Robert Plant & Alison Krauss

Raising Sand

BY Jason SchneiderPublished Oct 23, 2007

It’s easy nowadays for musicians like Jack White to deride Robert Plant as Led Zeppelin’s weakest link but the fact remains that Plant’s personal mass of musical contradictions embodied the band’s essence of "light and shade.” Therefore, collaborating with bluegrass queen Krauss should hardly seem out of the ordinary for a guy who was able to pull off songs like "Bron-Y-Aur Stomp” and "Down By The Seaside.” Actually, the overall sound of Raising Sand is not far removed from Plant’s underappreciated ’02 covers album Dreamland. Producer T-Bone Burnett maintains a similar spooky tension throughout, allowing the two voices plenty of space to blend beautifully.

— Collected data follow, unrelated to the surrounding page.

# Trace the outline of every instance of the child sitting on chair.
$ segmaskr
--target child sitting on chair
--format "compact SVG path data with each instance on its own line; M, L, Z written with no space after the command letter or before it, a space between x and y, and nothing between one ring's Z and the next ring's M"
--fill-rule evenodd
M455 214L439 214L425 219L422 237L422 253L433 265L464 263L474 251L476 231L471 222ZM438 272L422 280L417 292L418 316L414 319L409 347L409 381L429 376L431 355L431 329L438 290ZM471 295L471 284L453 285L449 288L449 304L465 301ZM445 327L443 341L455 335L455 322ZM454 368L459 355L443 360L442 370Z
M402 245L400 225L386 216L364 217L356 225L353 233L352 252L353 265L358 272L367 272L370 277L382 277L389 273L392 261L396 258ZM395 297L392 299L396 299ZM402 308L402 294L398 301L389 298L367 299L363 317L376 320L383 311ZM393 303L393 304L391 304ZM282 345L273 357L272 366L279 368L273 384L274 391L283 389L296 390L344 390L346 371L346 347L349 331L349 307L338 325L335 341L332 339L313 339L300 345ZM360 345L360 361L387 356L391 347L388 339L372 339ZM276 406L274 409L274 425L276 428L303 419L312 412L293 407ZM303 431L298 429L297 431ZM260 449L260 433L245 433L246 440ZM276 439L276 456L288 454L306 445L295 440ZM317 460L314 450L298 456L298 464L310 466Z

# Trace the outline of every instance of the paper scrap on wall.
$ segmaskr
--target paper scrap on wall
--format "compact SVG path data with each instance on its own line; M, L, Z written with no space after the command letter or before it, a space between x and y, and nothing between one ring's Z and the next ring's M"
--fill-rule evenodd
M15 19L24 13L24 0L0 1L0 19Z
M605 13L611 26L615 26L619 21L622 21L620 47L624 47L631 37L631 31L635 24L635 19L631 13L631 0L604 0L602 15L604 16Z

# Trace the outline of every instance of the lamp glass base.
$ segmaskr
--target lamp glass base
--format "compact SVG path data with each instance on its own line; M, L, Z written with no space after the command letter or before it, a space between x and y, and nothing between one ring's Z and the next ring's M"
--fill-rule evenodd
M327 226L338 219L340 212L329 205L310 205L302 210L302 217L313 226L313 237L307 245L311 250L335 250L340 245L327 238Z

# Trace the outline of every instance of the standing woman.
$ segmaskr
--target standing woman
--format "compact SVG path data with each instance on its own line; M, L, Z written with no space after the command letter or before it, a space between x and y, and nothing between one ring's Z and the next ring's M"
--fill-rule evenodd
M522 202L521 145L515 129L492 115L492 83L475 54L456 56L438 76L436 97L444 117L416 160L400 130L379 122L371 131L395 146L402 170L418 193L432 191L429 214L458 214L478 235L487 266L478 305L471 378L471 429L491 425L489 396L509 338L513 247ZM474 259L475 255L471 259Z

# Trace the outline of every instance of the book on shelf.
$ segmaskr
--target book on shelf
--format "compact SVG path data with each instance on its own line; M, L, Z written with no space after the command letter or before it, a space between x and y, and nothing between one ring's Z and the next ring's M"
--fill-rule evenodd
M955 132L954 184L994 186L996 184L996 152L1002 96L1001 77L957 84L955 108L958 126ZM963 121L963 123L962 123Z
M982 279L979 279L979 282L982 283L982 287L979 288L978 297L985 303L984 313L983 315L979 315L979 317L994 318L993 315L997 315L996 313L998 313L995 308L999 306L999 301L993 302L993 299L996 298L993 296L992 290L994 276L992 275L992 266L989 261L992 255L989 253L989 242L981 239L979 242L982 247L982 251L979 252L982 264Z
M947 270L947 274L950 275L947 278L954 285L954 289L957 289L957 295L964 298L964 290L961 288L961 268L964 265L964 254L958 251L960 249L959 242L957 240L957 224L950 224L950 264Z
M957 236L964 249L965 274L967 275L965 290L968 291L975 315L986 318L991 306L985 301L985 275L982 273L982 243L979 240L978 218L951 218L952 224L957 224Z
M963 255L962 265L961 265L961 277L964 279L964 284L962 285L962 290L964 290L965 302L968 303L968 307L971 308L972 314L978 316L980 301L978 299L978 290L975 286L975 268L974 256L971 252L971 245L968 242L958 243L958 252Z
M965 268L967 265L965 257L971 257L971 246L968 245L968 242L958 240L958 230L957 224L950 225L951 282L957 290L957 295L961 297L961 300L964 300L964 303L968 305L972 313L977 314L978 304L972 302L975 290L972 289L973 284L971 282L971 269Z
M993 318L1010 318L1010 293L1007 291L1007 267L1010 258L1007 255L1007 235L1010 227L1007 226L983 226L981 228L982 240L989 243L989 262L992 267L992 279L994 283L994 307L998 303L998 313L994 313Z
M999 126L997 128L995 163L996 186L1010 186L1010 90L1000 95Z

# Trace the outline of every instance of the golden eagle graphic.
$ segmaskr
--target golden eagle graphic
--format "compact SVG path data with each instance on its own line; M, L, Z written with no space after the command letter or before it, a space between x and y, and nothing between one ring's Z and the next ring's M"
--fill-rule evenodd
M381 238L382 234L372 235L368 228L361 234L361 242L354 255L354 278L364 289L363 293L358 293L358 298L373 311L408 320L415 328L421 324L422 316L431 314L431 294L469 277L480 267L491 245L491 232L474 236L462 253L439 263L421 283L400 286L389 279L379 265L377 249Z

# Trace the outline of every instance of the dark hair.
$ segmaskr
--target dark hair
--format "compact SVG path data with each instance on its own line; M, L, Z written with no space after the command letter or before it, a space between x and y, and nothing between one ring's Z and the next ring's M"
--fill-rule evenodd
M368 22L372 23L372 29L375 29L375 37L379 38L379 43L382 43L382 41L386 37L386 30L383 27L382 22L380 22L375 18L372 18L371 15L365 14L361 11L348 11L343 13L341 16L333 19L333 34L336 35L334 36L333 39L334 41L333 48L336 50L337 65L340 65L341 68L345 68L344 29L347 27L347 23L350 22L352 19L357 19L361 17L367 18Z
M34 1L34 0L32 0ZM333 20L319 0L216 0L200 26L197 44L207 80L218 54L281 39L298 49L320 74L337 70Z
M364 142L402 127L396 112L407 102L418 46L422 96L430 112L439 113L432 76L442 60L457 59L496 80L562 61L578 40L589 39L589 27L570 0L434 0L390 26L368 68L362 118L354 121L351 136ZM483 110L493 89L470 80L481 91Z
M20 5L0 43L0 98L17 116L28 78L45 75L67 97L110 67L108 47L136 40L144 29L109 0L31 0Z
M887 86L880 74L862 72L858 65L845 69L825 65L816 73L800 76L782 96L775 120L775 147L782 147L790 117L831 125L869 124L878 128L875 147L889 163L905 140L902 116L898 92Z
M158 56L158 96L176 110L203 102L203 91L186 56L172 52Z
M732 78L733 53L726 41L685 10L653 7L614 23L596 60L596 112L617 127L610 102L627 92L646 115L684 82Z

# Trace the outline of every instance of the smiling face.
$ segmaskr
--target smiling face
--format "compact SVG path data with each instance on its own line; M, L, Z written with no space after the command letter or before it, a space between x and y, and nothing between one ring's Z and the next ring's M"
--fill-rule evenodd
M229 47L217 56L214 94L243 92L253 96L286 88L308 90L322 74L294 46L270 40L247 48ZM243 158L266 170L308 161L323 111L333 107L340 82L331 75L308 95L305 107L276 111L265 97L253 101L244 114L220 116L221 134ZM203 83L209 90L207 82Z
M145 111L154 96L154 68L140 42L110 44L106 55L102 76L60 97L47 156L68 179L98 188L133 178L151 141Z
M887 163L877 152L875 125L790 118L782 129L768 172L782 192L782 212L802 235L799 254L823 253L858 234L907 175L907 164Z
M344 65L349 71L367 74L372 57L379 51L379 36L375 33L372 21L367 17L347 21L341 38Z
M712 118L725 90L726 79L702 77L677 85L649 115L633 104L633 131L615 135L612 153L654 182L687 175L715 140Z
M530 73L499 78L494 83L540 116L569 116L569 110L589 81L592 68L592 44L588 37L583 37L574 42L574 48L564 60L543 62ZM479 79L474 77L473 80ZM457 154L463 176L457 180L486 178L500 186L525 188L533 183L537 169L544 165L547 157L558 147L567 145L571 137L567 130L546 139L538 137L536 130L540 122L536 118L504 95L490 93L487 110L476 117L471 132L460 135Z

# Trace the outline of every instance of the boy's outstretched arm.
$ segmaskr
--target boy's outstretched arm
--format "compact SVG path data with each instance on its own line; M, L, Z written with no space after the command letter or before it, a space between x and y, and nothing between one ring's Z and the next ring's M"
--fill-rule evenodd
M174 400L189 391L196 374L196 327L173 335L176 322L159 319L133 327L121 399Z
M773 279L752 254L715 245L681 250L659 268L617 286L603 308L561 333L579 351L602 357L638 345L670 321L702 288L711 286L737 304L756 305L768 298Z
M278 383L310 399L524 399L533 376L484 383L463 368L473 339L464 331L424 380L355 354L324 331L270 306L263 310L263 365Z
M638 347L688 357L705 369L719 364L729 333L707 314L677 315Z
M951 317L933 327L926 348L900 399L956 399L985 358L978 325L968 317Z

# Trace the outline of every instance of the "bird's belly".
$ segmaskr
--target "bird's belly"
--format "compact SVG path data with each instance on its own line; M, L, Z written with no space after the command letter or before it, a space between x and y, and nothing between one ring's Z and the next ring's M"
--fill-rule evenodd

Nowhere is this better captured than on Gene Clark’s "Polly Come Home,” easily the album’s best track. It’s the standard that the rest of the songs have to live up to, and when they get close, as with the other Clark cover "Through The Morning, Through The Night,” and Roly Salley’s "Killing The Blues,” the magic that was surely evident in the studio is palpable. Where Raising Sand stumbles is, oddly, during its few attempts to rock. "Gone Gone Gone” and "Fortune Teller” cry out for well-placed Jimmy Page solos, although a new arrangement of "Please Read The Letter,” first heard on Page & Plant’s Walking Into Clarksdale, features a fiddle part by Krauss that cuts deeper than a guitar ever could. Forget the Zep reunion, Raising Sand is far more meaningful.